Casa mia, due anni fa. Porto a casa in città un gatto cucciolo. Lo ha abbandonato
qualcuno nel nostro cortile in campagna. È un micio rosso con i dentini da latte,
cieco (temporaneamente) per la fame. Lo porto a casa con ansia, perché c’è già
una gatta di sei anni: un vero moltiplicatore d’affetto, ma di carattere forte e
autorevole. Gli esperti dicono che una gatta ha i suoi territori, che non è bene
squilibrare gli equilibri… Tant’è: Remigio (il piccolino) è affamato e senza casa, in
qualche modo ce la caveremo… Sira (la grande) vede Remigio piccolo, povero e
affamato e accetta subito di squilibrare i suoi equilibri, di cambiare le sue
abitudini, di accogliere Remigio. Alla pari, ma con senso di responsabilità: tuttora
Sira si preoccupa che ci sia la pappa per Remigio, prima di mangiare la propria.
Accogliere con senso di responsabilità, non integrare: è lei che si è adattata
all’altro. Spartendo i territori e insegnandogli a non fare troppo caos con la
sabbia della lettiera.
Scusate se ho parlato per esempi senza rendere esplicito il filo conduttore: da soli
lo potete trovare benissimo. Anzi, inventate voi un test d’accoglienza. Date un
punteggio agli esempi, da 1 a 5. In base a quale valore? Trovate anche questo. Poi
ciascuno scelga l’esempio in cui si riconosce e interpreti la scelta. Un aiuto: fatevi
regalare un libro di Enzo Bianchi: L’altro siamo noi (Torino, Einaudi, 2010).

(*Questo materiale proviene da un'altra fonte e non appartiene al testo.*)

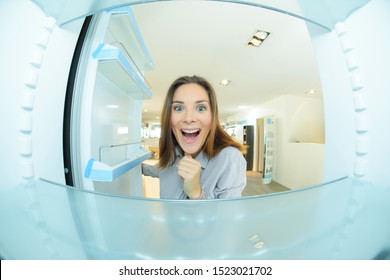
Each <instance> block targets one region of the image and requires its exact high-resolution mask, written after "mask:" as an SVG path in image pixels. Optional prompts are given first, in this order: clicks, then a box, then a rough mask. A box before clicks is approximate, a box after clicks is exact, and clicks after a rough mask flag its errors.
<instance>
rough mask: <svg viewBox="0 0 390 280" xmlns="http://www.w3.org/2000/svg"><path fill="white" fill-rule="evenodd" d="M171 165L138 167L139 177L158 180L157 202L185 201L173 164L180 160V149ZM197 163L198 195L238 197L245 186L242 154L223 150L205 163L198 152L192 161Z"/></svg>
mask: <svg viewBox="0 0 390 280" xmlns="http://www.w3.org/2000/svg"><path fill="white" fill-rule="evenodd" d="M176 154H177V156H176V160H175V163H174V164H173V165H171V166H169V167H167V168H164V169H159V168H157V167H156V166H152V165H147V164H142V173H143V174H144V175H146V176H152V177H156V178H159V179H160V198H165V199H187V198H188V197H187V195H186V193H185V192H184V191H183V181H182V179H181V178H180V177H179V175H178V174H177V172H178V170H177V164H178V162H179V161H180V159H181V158H182V157H183V153H182V151H181V150H180V149H176ZM195 159H196V160H197V161H199V162H200V164H201V166H202V170H201V173H200V185H201V187H202V192H203V193H205V194H206V195H207V196H208V197H209V198H232V197H240V196H241V192H242V191H243V189H244V187H245V185H246V160H245V158H244V156H243V155H242V153H241V152H240V151H239V150H238V149H236V148H234V147H226V148H224V149H223V150H222V151H221V152H219V153H218V155H216V156H215V157H214V158H212V159H209V158H208V157H207V155H205V154H204V153H203V151H202V152H200V153H199V154H198V156H197V157H196V158H195Z"/></svg>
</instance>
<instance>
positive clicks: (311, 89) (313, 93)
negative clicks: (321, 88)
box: [305, 89, 317, 95]
mask: <svg viewBox="0 0 390 280" xmlns="http://www.w3.org/2000/svg"><path fill="white" fill-rule="evenodd" d="M305 93H306V94H309V95H310V94H316V93H317V91H316V90H315V89H311V90H308V91H306V92H305Z"/></svg>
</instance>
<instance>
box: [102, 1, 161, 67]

Oppure leggetene almeno un brano (tosto, ma bellissimo) a quest’indirizzo:
http://lettovisto.myblog.it/archive/2010/05/04/ascoltando-l-altro-conosci-te-
stesso-e-bianchi.html
Lì si dimostra che il nostro complemento di accoglienza esige che inventiamo
anche il complemento di responsabilità (nostra nei confronti dell’altro). Proprio
quello che ha fatto Sira con Remigio cucciolo.